Frustrated residents packed into a school hall to hear the latest on Sutton’s controversial parking consultation.

Residents took their chance to grill the council on the plans in public question time on Monday night.

Interest in the meeting ran so high that 120 tickets were made available on a first come first served basis.

Last year, more than 5,000 people responded to consultation of the phase 1 area, which included St Helier, The Wrythe & Wandle Valley and Sutton Local areas, parts of Carshalton Central,

Sutton South and Belmont and Wallington North.

The consultation – centred on residents’ views on parking and congestion – has now moved on to residents in the south and southwest of Sutton, in Belmont, south Carshalton and Cheam.

How much is the council spending?

First up to quiz the council on the consultation at Monday night’s full council meeting was Fiona Lumsden.

She wanted to know how much would be spent on the project and where the money would go if the council did not follow through.

Chair of the environment and neighbourhood committee Councillor Manuel Abellan said that a capital budget of £2.2 million had been earmarked which covers consultation, officer resources and Traffic Management Orders – a legal document that requests feedback from the public on proposed local traffic rules.

But when pressed whether there would be any priority of how the money would be spent he had no answer, simply saying it would be brought back to the council and assigned in the way ‘we normally do it’.

But Councillor Neil Garrett, from the Conservative opposition, was concerned the council will feel it has to follow through.

He said: “If you’ve committed £2 million to this project, and I am sensing that the public isn’t in favour of it, could you feel that you have to follow through to justify what you’ve spent?”

But Cllr Abellan hit back insisting that the council is working with residents on the consultation.

“We don’t think that it is a waste of money.
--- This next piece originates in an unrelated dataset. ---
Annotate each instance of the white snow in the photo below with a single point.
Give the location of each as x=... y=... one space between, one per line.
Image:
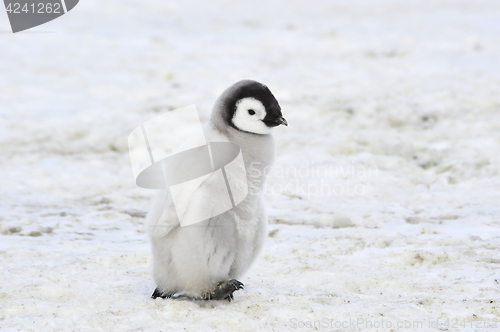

There are a lot of residents who have been asking for this for many years,” he said.

‘Are the statistics right?’

To applause from the packed public gallery resident Bill Plummer asked whether council stats can be trusted.

He wanted to know more about a statistic used by Sutton Council in the CPZ consultation, namely that Sutton has the fourth highest levels of car ownership in London.

Mr Plummer claims that the true statistic from Transport for London was for the amount of adults with access to cars.

He said: “In the TfL survey that you refer to, they put it as the percentage of adults with access to cars.

“The Department for Transport shows us in 13th place [for car ownership].

“The point I’m making is that you’ve been singing this song since the scheme was launched.

“It is misleading people and it makes us wonder whether data you’ve given us we can believe.”

But Cllr Abellan responded that he could not comment on a paper that he had not read but said he would read it and the council website would be corrected if the information was wrong.